Creating Fake Data Sets To Explore Hypotheses

  1. Think about an ongoing study in your lab (or a paper you have read in a different class), and decide on a pattern that you might expect in your experiment if a specific hypothesis were true.

  2. To start simply, assume that the data in each of your treatment groups follow a normal distribution. Specify the sample sizes, means, and variances for each group that would be reasonable if your hypothesis were true. You may need to consult some previous literature and/or an expert in the field to come up with these numbers.

  3. Using the methods we have covered in class, write code to create a random data set that has these attributes. Organize these data into a data frame with the appropriate structure.

  4. Now write code to analyze the data (probably as an ANOVA or regression analysis, but possibly as a logistic regression or contingency table analysis. Write code to generate a useful graph of the data.

  5. Try running your analysis multiple times to get a feeling for how variable the results are with the same parameters, but different sets of random numbers.

  6. Now begin adjusting the means of the different groups. Given the sample sizes you have chosen, how small can the differences between the groups be (the “effect size”) for you to still detect a significant pattern (p < 0.05)?

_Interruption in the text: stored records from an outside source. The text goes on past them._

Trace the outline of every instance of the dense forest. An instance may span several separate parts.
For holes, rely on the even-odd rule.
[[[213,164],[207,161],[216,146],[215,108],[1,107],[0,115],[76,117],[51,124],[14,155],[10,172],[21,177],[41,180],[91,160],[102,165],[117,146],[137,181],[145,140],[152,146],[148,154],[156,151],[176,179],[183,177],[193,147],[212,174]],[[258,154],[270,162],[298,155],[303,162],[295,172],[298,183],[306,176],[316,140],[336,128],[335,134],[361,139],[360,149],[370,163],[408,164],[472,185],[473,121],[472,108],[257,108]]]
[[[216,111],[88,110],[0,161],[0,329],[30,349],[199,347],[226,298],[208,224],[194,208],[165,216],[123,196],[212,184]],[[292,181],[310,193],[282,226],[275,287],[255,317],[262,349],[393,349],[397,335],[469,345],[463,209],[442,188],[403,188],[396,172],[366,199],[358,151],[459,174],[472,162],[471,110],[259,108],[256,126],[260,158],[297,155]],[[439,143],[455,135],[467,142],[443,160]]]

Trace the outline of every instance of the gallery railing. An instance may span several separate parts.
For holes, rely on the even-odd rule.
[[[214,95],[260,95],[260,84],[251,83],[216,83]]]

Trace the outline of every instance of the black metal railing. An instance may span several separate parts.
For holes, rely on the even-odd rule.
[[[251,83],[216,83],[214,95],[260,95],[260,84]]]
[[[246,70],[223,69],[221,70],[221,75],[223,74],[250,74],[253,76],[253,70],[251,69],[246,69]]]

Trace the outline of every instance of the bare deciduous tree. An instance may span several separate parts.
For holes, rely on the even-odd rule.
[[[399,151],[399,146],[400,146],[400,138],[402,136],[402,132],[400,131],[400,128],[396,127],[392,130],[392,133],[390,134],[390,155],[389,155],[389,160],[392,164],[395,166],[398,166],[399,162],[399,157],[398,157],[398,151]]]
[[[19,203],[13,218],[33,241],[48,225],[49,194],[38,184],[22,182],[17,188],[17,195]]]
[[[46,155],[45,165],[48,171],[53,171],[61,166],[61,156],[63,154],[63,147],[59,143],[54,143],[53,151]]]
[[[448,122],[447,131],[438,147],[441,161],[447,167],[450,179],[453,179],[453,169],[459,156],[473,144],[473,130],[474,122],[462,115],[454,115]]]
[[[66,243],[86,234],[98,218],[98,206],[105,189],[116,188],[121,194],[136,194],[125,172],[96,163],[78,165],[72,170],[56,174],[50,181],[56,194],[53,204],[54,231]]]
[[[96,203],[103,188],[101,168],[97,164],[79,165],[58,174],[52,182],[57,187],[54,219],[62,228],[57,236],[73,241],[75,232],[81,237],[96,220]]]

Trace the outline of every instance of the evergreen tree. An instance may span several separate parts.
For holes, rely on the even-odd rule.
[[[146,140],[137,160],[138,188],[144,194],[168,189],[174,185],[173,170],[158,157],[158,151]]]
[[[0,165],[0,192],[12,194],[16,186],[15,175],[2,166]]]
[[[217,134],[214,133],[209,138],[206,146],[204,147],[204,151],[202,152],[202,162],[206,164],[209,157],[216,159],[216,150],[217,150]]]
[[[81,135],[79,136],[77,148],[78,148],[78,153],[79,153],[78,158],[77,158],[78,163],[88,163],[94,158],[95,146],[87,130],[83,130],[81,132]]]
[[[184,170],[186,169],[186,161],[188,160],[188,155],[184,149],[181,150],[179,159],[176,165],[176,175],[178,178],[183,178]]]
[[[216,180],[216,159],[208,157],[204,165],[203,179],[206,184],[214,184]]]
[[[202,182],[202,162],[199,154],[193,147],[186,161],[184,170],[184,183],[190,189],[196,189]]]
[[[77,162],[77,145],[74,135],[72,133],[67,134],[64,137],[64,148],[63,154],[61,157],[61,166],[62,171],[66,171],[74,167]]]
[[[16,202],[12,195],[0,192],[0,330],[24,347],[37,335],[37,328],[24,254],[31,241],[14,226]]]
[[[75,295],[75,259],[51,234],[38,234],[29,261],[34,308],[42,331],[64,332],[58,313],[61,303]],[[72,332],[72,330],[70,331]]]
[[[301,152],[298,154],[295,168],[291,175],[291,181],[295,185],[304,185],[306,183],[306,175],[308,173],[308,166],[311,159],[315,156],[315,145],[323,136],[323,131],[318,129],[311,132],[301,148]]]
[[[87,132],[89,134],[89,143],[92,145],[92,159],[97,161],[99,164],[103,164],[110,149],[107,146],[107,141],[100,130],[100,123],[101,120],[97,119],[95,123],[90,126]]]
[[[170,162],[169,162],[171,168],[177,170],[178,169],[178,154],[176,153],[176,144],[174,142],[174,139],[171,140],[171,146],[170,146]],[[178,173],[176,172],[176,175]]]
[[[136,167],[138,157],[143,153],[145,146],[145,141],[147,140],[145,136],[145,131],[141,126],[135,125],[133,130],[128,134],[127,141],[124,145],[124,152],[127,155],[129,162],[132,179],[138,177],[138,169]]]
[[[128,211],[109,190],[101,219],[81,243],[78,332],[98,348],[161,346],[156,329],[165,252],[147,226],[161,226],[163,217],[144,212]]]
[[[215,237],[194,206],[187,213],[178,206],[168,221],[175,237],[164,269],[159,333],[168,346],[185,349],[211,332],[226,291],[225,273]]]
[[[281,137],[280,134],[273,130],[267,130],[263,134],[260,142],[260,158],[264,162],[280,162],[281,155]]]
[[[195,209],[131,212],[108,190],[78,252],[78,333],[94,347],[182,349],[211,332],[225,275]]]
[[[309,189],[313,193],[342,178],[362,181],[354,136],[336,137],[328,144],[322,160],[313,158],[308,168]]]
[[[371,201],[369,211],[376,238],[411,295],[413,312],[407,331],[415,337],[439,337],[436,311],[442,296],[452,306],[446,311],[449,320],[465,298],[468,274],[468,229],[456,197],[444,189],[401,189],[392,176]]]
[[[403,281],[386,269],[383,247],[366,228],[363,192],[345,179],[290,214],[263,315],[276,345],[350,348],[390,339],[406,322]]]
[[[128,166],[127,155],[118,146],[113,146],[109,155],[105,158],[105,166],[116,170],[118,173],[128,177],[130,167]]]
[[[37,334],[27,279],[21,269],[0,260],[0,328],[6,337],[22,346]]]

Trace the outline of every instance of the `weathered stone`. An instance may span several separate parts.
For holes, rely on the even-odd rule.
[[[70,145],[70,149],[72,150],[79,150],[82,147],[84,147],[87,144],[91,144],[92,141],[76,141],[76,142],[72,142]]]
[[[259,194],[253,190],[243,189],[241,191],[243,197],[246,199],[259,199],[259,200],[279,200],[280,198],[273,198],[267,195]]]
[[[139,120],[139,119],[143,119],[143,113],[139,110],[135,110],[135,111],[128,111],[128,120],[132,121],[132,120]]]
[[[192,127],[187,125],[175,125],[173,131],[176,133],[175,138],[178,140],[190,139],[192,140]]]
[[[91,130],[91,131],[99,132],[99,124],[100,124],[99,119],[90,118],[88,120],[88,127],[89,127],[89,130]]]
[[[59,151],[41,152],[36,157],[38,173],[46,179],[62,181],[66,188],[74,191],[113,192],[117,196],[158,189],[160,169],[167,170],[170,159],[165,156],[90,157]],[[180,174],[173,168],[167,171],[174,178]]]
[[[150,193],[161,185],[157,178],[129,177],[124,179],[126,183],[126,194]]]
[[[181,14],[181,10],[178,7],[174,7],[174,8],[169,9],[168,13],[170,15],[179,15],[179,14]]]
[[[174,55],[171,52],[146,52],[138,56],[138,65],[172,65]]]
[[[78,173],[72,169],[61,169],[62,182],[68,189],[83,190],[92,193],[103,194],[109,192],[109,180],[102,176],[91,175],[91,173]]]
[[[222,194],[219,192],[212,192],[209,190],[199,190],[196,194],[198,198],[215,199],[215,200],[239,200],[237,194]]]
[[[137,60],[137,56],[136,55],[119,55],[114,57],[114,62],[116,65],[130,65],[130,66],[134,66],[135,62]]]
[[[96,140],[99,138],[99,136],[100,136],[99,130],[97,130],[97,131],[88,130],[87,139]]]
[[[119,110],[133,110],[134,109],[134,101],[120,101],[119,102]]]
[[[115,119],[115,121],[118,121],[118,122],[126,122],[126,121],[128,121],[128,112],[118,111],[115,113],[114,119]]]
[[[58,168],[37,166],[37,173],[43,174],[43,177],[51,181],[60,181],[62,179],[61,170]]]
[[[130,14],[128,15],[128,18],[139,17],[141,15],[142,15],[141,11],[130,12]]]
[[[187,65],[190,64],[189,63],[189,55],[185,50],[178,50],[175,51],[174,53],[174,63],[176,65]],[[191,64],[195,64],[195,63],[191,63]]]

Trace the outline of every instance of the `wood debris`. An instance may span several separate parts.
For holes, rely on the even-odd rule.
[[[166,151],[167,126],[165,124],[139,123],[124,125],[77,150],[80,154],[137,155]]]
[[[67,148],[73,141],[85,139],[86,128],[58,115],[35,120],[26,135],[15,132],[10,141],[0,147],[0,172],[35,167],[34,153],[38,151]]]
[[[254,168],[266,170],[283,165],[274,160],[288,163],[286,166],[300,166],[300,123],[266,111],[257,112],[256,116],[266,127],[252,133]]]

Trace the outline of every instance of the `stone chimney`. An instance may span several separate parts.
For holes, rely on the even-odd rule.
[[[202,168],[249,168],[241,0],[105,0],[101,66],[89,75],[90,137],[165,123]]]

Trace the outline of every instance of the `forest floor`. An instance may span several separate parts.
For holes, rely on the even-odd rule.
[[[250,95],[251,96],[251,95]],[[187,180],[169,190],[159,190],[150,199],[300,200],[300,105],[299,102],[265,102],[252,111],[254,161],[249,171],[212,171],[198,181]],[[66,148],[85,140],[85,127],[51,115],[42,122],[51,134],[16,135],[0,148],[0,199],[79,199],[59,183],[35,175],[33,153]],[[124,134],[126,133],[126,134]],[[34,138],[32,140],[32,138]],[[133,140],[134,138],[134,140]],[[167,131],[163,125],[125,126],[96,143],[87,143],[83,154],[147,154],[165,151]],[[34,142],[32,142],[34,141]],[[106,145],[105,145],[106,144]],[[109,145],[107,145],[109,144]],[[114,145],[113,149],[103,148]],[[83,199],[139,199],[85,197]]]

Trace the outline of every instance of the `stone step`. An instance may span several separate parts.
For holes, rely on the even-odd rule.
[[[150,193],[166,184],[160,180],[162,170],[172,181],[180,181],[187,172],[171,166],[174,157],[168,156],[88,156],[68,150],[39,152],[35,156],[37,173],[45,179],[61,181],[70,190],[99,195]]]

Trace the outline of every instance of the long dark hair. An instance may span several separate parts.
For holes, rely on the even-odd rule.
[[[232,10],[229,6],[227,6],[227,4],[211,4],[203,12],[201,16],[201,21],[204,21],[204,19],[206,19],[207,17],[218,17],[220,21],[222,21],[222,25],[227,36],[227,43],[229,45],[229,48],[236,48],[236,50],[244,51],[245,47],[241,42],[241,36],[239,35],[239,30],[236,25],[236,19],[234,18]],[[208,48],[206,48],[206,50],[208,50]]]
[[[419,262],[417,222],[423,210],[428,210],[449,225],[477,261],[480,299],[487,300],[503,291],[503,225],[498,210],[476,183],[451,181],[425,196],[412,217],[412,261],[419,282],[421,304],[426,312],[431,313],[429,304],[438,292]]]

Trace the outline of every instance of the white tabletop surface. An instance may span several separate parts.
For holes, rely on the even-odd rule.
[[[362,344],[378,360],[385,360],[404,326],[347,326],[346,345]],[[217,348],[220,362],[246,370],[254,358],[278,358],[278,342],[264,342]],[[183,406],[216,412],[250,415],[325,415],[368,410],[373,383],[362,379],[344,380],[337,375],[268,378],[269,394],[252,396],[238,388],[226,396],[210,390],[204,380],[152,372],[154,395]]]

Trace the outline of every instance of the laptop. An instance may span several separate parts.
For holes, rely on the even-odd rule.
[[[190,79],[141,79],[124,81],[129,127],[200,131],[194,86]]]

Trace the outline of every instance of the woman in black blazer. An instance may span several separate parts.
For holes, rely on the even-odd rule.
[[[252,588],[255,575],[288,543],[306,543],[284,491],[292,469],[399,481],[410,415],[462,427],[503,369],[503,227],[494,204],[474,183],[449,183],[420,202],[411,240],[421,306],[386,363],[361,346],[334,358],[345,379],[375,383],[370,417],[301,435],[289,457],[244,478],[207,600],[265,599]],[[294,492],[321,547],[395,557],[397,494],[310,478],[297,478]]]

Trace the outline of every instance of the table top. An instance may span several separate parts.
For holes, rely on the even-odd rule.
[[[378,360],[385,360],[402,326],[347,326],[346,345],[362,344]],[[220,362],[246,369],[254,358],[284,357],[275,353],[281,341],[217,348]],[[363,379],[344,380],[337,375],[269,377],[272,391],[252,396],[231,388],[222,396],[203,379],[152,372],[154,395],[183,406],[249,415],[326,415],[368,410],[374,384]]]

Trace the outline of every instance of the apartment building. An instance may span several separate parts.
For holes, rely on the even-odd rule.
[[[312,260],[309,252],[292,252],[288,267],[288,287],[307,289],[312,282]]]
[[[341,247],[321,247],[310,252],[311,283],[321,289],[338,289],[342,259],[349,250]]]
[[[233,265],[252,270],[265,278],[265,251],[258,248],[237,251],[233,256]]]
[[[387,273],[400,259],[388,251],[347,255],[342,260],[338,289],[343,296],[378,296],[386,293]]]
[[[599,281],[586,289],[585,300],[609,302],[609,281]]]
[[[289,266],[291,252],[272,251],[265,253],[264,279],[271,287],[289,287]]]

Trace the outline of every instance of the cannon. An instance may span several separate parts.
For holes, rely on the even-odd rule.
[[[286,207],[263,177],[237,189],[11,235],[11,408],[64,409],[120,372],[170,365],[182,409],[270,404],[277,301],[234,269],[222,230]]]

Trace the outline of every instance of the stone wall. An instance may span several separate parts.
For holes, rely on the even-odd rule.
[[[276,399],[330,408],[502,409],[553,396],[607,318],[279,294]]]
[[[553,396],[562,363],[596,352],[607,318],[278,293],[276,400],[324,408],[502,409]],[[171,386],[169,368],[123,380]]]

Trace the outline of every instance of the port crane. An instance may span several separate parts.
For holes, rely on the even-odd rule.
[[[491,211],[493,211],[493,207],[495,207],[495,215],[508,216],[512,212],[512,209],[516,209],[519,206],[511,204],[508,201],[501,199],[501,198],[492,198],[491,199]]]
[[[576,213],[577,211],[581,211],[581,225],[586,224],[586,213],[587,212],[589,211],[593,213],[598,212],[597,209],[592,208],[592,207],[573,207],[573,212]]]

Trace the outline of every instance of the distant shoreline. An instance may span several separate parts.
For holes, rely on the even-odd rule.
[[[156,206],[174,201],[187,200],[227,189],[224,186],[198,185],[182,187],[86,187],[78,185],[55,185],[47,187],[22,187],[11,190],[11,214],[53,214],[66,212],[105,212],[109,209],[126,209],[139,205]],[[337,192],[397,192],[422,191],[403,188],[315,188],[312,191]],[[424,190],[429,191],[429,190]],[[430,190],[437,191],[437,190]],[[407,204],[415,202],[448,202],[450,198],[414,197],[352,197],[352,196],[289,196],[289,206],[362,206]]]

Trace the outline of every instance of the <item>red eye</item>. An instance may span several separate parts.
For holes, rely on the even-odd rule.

  7. Alternatively, for the effect sizes you originally hypothesized, what is the minimum sample size you would need in order to detect a statistically significant effect? Again, run the model a few times with the same parameter set to get a feeling for the effect of random variation in the data.

  8. Write up your results in a markdown file, organized with headers and different code chunks to show your analysis. Be explicit in your explanation and justification for sample sizes, means, and variances.

  9. If you have time, try repeating this exercise with one of the more sophisticated distributions, such as the gamma or negative binomial (depending on the kind of data you have). You will have to spend some time figuring out by trial and error the parameter values you will need to generate appropriate means and variances of the different groups.